映画「ゴースト ニューヨークの幻」で、デミ・ムーア演じる主人公がいくら I love you, Sam. (愛している)と言っても、言われたサムは ditto (同じく)と答えるシーンが何度かあった。作中で重要なキーワードになってくる場面だ。
このときのサム(演じたのはパトリック・スウェイジ)の言葉は、ゆくゆくは結婚をしたいものの気持ちの重さ(責任感)があり、どうしても気軽にアイラブユーが言える心境にない、という描かれ方だったように思う。
今日、Facebookでアメリカの知人がシェアしていた短い動画に、強いメッセージを感じた。重い言葉なのに本気で言っているのか、アイラブユーを、そんな軽い気持ちならやめてしまえ、言葉ではなく姿勢で示せばいい…というものだ。
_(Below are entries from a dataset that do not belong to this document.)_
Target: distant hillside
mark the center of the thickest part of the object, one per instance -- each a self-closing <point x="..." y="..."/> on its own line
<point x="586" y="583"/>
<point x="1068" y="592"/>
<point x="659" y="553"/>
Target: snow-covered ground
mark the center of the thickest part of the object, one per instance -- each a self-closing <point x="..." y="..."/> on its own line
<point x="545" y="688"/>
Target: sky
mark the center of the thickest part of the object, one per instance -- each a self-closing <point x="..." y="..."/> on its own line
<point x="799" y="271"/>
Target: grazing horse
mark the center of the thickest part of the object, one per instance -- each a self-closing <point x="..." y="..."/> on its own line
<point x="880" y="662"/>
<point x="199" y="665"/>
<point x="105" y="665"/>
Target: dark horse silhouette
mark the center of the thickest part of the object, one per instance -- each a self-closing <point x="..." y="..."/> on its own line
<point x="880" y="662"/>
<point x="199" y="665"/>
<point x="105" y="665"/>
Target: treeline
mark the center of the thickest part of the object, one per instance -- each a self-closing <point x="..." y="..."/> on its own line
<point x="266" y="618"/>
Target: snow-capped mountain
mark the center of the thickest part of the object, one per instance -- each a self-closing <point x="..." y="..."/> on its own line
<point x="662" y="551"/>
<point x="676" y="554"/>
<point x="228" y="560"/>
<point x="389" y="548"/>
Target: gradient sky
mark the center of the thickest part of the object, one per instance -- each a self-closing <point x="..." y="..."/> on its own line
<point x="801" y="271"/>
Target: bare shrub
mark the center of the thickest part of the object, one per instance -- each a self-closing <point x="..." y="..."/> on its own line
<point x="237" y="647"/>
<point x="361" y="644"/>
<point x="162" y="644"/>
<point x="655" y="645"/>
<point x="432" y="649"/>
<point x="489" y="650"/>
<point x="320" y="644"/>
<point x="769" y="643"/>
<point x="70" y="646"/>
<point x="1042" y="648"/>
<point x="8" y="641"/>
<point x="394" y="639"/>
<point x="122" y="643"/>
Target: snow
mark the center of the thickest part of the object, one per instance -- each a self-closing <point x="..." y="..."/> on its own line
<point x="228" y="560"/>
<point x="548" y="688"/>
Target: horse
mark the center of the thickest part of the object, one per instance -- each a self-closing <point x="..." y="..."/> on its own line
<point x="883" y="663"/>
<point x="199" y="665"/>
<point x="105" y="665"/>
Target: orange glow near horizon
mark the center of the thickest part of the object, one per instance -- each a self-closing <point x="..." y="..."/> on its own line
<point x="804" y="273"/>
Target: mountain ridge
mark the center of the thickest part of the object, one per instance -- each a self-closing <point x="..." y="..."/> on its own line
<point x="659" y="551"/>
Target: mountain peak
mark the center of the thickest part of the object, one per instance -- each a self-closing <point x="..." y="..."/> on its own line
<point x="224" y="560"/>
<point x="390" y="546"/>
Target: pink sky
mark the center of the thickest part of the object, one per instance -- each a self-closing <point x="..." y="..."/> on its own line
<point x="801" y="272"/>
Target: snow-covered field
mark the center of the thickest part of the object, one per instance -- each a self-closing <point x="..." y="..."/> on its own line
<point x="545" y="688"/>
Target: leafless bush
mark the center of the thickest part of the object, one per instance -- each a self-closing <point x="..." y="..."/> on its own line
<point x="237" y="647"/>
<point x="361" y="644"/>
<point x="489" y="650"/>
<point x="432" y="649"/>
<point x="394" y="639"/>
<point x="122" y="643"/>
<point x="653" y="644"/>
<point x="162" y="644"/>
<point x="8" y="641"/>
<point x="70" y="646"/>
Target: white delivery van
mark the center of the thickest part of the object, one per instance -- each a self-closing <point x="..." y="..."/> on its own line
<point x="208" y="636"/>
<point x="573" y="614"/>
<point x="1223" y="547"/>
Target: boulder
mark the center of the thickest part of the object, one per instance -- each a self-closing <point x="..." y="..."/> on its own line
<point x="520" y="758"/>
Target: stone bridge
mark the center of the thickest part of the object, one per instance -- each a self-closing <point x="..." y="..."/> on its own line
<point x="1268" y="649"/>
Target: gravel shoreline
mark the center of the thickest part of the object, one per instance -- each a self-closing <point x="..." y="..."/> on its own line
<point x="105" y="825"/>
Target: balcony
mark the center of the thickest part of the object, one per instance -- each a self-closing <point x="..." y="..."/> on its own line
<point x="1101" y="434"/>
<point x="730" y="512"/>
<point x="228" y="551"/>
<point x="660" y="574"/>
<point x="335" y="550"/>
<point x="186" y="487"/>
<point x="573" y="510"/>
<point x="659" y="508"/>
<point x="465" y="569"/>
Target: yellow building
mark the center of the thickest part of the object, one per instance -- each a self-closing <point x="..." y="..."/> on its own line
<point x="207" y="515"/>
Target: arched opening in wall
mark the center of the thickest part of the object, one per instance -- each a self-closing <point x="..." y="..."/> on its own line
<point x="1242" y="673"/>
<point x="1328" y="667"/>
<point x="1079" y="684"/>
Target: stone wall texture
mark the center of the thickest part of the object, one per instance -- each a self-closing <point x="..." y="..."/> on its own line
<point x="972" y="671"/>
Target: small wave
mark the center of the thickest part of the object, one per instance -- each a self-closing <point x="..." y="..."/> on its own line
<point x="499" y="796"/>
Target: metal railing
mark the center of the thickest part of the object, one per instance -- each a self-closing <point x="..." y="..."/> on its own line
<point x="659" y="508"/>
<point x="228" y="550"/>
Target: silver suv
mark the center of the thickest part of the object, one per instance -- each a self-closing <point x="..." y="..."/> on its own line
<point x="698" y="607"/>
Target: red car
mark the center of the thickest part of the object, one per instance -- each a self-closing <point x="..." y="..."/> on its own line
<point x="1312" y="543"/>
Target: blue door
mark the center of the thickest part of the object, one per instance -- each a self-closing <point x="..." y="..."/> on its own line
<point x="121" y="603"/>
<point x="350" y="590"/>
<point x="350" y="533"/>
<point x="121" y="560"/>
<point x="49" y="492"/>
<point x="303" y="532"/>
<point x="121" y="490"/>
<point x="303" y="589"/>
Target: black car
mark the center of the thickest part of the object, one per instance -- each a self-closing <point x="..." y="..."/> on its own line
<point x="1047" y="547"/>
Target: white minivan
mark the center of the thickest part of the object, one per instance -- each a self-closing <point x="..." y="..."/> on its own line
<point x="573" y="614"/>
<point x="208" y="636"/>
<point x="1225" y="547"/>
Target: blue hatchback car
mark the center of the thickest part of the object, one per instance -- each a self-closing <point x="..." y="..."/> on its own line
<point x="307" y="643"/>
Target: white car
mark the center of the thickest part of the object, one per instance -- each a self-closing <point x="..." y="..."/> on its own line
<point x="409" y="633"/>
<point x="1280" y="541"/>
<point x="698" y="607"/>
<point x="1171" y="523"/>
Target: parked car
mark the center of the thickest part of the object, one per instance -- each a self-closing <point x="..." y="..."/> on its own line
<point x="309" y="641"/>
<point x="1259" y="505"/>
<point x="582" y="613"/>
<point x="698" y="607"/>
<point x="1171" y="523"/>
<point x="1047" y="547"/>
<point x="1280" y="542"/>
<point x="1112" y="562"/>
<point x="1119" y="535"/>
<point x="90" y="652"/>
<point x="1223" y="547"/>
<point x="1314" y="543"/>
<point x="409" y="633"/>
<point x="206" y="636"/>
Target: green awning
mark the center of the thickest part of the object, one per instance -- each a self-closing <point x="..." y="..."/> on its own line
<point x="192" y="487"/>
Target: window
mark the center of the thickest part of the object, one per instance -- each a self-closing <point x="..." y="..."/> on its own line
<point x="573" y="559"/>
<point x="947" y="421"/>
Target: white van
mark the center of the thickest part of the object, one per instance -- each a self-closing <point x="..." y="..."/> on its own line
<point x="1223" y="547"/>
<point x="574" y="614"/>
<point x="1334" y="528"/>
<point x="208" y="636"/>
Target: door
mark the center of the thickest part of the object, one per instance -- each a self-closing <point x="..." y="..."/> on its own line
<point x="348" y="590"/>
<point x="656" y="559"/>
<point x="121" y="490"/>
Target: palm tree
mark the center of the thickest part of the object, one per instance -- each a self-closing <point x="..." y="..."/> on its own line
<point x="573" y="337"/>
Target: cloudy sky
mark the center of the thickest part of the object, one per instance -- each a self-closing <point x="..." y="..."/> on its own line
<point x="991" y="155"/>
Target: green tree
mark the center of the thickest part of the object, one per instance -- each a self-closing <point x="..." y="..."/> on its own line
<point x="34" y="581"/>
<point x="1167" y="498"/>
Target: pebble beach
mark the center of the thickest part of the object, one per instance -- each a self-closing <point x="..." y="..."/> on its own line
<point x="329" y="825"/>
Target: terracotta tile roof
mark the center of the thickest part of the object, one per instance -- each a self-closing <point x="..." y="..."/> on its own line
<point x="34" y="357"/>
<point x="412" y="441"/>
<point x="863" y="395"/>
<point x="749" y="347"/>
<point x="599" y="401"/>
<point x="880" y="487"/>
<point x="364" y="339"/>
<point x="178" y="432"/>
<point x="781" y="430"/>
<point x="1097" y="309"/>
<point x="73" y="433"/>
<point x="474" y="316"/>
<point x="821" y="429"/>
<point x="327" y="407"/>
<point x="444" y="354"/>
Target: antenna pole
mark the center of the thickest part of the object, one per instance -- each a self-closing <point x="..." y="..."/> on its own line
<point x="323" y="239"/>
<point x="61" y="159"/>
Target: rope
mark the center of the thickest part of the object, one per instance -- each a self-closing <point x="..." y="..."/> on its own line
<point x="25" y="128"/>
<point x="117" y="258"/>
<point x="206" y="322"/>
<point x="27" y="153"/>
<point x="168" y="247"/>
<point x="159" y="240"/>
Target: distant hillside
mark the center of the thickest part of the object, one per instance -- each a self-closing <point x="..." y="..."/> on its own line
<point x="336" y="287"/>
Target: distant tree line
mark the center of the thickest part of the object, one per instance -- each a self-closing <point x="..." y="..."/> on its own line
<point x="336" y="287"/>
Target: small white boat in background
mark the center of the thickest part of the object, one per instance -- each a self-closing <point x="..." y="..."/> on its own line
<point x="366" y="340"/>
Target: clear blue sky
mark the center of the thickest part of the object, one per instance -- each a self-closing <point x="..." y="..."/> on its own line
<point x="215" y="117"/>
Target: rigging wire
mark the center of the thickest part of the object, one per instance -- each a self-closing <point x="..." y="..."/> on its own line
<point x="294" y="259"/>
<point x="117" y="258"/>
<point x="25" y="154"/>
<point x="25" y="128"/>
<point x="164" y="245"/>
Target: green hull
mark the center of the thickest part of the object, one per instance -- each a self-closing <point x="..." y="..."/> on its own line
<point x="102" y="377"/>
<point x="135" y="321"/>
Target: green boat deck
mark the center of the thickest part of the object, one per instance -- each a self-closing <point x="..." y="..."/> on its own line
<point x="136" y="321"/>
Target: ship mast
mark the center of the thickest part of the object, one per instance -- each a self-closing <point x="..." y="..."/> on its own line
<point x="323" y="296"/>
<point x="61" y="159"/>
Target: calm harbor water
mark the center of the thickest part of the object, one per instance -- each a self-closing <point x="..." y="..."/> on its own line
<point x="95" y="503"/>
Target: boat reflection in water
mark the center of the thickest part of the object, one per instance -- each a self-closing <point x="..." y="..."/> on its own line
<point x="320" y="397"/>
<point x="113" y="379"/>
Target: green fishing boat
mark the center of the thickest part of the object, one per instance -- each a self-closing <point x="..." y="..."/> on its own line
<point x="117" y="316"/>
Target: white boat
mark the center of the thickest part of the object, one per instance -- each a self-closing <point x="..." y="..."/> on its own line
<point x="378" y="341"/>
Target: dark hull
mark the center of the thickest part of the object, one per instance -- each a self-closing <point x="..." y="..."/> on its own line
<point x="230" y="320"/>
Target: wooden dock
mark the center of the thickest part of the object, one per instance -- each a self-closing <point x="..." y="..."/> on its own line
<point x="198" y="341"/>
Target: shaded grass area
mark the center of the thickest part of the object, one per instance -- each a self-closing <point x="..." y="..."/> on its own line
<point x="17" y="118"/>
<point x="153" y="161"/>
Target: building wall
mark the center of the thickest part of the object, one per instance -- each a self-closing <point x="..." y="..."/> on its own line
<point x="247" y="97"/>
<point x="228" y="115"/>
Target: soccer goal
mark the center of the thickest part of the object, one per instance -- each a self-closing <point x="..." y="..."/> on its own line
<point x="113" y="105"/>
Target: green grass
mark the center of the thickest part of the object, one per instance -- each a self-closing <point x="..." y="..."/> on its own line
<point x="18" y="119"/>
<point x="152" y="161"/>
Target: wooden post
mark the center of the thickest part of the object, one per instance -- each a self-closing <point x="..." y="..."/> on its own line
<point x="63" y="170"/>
英語での動画であるため、日本に暮らすわたしが受けた印象と作者の意図は少し異なるかもしれないが、アイラブユーの日本での表現とされる「愛している」について、以前から書きたいと思っていた。だがきっかけがないまま過ごしていたので、今日は書いてみたい。
わたしは50代の人間である。映画作品など以外では、実生活において周囲に誰も「愛している」などという言葉を使う人間がいない環境で育った。自分も言ったことがないし、誰からも言われたことがない。わたしにとってはだが、それはなにやら作り物のような、嘘くさい響きしかないのだ。
慣れの問題はあると思う。その言葉にどう接してきたか、その年数が長いかで、違いはあるはずだ。
昔の本を読んでも「愛でる」は出てきて「愛」という漢字そのものはあったことがわかるが、愛するという動詞を対人関係で使うようになったのは、おそらく近代になってからなのではないかと想像している。わたしの場合は、文字として(たとえばエッセイなどで)個人間の「愛する」事例を見ずに育ってきた、だから外国の映像作品などで愛しているを見ても、外国だからかと考えがちだった。自分のこととして身近な環境に置き換えると、なにやらその言葉は嘘くさく作り物のように感じてしまったのだ。時代がくだって「愛している」が日本のメディアに出るようになっても、やはり自分には使えない、使いたくないという思いが強まった。敬遠する理由のうち大きな部分は、慣れるきっかけや期間がなかったという、そんな事情が占めているのかもしれない。
(余談だが、ある特殊な状況下において、否定形で「愛していない」と言ったことならば一度だけある。ある状況下においてのことであり、肯定形で自分の気持ちとして言ったことは一度もない。そしてこのブログでも念のため検索したが「愛してやまない」のような使い方で2件のみ引っかかった)
この件については、検索してみたこともある。だがその言葉を言われたときにどう感じるかの話が、多めにヒットするようだ。
さきほど見た何年か前のネット記事では、参加者に「愛している」という言葉について答えてもらった結果が書かれていた。半分くらいは、違和感なく聞いたり使ったりしているようだ。この割合はおそらくどんどんと増えていくことになるのだろう。
思いやる言葉や、気遣う態度というのは大切だが、わたしはおそらくこの先もずっと、自分で「愛している」を使わないだろうと思う。言われることもないだろうから ditto も言わない。だが、別に不都合も生じそうにないし、それでいいだろうと考えている。